While writing his own operas, he took the essential features of the Italian operas—a flexible and expressive kind of recitative and musical style which was contrasting in the arias—and combined it with elements of French musical traditions. This made this works unique.
Continue Reading Below
‘Le Mariage Force’ (Forced Marriage) is a comedy ballet in one act. The prose was composed by both Molière and Lully, on the order of Her Majesty. It was released to the public at the Theatre Palais Royal in February 1664.
‘Pastoral Comique’ was a work by Molière in 1667, where Lully played music for the first time. The story which was about the despair of two wealthy pastors, both in love with a shepherdess who herself is in love with a shepherd, was widely appreciated by the people. However its full text had never been printed and only the vocal parts remain with a brief description of the parts recited.
‘Cadmus et Hermione’ was another one of his best works, the prologue of which was in the praise of King Louis XIV. The opera itself was a love story of Cadmus, a king, and Hermione, daughter of Venus and Mars. With this work, Lully invented the form known as tragedie en music, also known as tragedie lyrique.
‘Achille et Polyxène’ is a tragedy lyrique by Jean Galbert de Campistron. It contained a prologue and five acts. The opera’s overture and first act were composed by Lully. But before he could complete the score, he died from a conducting injury. His student Pascal Collasse finished the remaining work eight months after his death. The opera was first performed on November 7, 1687, by the Paris Opera.
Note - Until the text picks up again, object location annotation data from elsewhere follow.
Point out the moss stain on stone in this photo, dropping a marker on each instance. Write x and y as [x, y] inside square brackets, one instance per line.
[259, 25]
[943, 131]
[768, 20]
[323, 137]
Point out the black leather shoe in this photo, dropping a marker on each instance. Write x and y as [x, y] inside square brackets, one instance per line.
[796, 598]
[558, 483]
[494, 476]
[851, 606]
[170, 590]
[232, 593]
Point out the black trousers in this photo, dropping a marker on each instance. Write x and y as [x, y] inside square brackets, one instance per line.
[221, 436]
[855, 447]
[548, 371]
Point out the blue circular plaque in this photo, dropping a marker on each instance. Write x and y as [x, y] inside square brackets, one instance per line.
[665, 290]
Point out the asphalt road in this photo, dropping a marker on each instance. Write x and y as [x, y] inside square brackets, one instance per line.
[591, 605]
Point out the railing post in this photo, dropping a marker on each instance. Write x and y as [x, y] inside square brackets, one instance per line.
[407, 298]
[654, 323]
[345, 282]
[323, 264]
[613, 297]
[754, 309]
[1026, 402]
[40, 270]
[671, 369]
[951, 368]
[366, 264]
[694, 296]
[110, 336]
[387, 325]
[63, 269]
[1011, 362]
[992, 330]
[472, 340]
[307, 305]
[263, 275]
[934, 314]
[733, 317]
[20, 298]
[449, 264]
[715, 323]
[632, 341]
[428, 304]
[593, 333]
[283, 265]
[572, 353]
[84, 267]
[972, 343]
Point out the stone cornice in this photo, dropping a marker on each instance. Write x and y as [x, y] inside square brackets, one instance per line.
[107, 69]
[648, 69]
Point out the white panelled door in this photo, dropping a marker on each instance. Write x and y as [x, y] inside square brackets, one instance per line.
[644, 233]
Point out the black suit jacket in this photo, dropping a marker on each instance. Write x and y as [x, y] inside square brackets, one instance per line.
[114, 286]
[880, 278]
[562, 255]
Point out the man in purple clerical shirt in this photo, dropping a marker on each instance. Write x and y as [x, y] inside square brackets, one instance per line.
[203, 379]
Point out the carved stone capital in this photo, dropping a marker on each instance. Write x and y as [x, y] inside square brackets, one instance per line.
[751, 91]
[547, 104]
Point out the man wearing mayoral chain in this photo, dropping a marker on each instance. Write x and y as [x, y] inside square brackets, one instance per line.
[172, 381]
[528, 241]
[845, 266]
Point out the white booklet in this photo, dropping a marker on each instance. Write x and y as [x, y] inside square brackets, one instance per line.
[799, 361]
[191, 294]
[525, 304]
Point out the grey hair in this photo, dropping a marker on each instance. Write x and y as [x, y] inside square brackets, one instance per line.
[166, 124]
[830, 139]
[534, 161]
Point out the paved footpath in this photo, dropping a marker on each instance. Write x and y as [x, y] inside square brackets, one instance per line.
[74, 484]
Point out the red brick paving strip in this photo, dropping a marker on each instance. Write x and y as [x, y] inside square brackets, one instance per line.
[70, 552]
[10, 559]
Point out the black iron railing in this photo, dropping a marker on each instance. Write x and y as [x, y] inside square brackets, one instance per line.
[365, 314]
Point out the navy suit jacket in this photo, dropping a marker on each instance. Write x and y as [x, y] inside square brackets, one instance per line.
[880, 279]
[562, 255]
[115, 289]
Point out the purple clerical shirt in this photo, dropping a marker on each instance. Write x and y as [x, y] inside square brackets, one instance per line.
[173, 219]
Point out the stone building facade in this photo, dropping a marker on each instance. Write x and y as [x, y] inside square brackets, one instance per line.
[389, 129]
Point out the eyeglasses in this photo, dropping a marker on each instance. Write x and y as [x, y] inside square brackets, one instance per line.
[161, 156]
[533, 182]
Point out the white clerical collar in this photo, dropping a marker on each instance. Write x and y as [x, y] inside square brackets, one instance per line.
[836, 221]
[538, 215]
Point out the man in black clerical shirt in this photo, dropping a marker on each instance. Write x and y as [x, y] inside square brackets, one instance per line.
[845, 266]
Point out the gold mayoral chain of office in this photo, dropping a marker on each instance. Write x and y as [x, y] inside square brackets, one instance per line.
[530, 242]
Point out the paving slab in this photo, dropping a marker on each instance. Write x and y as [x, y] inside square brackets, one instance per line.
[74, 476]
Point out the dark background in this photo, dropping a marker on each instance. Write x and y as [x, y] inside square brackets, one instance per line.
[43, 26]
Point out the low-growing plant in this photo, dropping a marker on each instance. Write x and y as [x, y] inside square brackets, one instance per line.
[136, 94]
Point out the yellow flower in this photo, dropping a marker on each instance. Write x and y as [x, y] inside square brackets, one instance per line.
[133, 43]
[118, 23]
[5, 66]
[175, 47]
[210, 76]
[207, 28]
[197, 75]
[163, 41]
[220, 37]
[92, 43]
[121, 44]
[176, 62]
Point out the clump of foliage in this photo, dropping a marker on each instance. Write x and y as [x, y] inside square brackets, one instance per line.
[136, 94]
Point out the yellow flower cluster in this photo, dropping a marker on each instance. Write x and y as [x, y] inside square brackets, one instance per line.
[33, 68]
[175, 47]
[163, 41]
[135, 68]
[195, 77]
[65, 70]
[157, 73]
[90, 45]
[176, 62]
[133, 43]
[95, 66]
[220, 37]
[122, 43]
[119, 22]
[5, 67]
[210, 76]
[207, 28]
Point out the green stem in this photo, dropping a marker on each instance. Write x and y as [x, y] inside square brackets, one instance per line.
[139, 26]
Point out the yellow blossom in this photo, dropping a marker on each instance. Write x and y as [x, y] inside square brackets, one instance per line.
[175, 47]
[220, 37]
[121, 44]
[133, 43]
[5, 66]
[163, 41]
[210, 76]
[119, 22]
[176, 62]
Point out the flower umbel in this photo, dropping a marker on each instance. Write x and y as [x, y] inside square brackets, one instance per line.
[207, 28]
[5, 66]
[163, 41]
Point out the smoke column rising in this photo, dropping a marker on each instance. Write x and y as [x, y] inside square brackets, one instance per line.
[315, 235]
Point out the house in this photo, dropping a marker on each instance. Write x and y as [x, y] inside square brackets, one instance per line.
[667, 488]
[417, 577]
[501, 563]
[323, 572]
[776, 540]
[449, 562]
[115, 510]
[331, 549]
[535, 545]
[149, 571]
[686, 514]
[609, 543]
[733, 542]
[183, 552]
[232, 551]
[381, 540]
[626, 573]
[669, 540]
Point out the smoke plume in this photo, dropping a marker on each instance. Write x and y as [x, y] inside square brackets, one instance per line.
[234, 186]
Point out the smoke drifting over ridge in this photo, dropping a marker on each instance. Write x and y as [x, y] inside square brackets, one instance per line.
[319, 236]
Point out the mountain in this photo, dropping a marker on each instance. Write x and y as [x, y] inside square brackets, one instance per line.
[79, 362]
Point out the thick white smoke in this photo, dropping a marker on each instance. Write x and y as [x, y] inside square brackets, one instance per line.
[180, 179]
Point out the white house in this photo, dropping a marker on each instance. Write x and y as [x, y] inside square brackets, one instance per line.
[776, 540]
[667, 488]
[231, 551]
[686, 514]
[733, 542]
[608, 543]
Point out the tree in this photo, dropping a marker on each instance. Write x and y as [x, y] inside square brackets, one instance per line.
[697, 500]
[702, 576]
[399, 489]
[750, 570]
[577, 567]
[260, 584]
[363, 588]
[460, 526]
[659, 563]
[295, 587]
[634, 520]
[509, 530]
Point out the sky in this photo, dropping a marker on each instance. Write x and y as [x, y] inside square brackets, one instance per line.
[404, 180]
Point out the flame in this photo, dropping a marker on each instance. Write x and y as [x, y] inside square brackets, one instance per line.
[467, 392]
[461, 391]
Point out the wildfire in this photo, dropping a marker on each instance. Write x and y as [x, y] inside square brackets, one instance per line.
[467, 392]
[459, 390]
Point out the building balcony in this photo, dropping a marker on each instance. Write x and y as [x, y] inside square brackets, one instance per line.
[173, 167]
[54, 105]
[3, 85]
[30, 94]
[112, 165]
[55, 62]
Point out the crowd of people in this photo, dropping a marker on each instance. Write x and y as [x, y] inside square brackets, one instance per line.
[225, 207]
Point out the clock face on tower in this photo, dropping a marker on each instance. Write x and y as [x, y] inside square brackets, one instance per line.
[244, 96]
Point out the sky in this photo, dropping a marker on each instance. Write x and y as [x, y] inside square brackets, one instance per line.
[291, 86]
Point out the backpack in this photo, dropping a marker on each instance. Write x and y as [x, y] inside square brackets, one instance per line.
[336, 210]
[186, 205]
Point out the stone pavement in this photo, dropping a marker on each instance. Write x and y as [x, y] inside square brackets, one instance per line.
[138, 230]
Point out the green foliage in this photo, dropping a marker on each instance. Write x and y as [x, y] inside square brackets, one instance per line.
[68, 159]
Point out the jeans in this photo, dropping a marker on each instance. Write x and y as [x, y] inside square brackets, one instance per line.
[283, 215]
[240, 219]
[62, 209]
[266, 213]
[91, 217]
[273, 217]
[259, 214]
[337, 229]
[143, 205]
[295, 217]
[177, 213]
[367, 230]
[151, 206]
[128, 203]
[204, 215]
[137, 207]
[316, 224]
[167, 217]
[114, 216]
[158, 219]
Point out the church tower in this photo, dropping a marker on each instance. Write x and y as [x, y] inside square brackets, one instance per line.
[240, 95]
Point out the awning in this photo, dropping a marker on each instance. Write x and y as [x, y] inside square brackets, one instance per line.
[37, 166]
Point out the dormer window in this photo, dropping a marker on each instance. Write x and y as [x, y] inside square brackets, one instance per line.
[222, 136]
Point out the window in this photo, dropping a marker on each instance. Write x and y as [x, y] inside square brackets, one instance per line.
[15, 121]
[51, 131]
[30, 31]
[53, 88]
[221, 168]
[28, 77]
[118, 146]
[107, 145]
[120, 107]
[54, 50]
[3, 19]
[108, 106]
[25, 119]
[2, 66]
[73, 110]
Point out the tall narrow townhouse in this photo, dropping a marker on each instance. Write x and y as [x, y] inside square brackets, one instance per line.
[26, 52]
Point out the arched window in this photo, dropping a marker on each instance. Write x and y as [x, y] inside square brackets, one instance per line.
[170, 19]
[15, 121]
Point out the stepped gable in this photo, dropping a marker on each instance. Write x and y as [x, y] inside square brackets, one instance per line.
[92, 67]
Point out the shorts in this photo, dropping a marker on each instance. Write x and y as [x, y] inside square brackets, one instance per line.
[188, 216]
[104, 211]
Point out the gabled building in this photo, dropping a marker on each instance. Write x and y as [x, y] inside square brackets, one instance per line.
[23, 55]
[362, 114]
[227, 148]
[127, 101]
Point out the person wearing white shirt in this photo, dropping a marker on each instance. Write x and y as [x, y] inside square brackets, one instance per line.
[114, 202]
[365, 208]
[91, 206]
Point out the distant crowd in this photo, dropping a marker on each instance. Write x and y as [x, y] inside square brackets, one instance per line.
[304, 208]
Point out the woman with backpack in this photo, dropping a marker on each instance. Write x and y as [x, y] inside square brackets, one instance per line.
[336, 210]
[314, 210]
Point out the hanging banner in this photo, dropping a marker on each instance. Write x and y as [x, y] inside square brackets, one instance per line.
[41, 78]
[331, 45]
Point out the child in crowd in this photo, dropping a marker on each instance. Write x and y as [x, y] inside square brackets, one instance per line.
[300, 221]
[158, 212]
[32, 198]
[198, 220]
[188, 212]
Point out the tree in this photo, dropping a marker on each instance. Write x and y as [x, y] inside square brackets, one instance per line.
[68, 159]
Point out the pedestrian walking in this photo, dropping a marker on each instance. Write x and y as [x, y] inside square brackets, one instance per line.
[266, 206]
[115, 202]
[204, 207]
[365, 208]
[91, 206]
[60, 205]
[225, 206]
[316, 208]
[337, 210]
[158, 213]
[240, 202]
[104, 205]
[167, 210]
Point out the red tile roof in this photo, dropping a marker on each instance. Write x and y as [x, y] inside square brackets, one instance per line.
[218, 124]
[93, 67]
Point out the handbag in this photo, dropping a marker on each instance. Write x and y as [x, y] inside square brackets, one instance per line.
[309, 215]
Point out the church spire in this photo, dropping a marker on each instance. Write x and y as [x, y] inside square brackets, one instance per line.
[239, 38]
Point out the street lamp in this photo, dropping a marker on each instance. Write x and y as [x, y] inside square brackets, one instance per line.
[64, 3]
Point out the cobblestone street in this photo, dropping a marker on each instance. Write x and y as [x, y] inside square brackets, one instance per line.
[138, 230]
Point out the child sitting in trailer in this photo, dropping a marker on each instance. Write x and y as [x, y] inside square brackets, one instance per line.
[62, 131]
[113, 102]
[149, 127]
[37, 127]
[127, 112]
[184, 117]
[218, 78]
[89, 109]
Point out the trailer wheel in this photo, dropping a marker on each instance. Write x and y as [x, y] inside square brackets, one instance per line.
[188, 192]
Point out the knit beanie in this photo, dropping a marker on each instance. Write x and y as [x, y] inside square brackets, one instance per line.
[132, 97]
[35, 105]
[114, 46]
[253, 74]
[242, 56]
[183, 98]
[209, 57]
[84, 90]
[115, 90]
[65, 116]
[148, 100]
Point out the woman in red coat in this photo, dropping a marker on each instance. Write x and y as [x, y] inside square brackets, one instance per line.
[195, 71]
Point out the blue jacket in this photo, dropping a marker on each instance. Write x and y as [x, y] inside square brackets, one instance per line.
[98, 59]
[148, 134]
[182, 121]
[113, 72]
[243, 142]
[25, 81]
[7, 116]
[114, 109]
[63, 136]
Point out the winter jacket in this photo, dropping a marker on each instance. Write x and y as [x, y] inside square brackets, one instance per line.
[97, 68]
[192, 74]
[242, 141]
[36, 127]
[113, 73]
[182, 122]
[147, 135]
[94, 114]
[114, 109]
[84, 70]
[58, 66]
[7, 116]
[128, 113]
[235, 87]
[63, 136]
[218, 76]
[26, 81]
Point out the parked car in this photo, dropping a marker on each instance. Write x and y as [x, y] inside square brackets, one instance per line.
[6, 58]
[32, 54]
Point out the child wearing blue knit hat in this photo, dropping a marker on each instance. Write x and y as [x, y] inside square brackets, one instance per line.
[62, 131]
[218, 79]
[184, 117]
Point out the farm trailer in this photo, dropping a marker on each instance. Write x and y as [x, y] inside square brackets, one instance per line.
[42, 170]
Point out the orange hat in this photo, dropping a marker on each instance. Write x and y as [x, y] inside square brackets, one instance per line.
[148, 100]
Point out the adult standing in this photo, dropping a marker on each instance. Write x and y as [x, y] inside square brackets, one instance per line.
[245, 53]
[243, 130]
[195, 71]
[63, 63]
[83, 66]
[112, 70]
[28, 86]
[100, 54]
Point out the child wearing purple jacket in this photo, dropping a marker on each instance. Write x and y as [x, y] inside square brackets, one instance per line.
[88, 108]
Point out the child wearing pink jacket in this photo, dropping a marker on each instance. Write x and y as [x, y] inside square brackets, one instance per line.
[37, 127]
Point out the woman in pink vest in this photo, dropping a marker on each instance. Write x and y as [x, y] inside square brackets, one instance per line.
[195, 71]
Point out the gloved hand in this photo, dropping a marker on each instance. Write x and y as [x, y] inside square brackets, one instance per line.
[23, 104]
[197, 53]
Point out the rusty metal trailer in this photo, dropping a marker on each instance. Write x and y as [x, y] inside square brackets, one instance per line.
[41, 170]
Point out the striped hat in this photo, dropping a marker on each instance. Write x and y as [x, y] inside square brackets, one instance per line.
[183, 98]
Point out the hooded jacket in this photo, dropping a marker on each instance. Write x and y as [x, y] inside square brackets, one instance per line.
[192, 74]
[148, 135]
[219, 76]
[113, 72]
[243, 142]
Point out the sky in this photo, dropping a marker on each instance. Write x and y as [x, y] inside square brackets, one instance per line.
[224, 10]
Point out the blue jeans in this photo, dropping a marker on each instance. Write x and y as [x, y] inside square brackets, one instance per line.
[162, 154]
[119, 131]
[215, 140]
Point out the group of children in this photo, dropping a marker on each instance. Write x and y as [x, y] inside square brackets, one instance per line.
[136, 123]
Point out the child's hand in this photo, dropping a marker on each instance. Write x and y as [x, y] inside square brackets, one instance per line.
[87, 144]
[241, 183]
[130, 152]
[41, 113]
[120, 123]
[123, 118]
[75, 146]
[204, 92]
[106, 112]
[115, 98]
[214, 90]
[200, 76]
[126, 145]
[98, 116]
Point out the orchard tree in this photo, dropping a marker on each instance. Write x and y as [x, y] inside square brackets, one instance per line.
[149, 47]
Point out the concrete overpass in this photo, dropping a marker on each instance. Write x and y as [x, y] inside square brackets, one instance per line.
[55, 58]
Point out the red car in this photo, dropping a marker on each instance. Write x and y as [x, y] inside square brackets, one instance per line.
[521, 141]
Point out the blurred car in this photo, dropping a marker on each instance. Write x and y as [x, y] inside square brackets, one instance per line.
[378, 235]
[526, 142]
‘Plaude Laetare Gallia’, one of his finest works, was written to celebrate the baptism of King Louis XIV’s son in 1668, when he was seven.
Awards & Achievements
Jean-Baptiste Lully was quite popular in Louis XIV’s court. He was elevated to the rank of Superintendent of Music before he was even 30, which can be considered one of the greatest achievements in his life.
His appointment as the Director of Académie Royale de Musique in 1672, which was founded by King Louis XIV himself was also another great accomplishment.
Personal Life & Legacy
He got French citizenship in 1661 and the following year, he married Madeleine Lambert. She was the daughter of Michel Lambert, chief musician of the Royal Court. The couple had six children, three of whom served as musicians at the French court as well. However Lully’s scandalous relationships with other men and women used to annoy King Louis XIV. Yet their friendship always remained intact.
Lully’s death on 22 March 1687 was unusual and unexpected. In January 1687, while he was excitedly conducting an orchestra, he struck his toe instead of the floor with the stick. Though the wound was pretty bad, he refused to have his toe amputated. The situation worsened as gangrene set in and he died two months later from blood poisoning.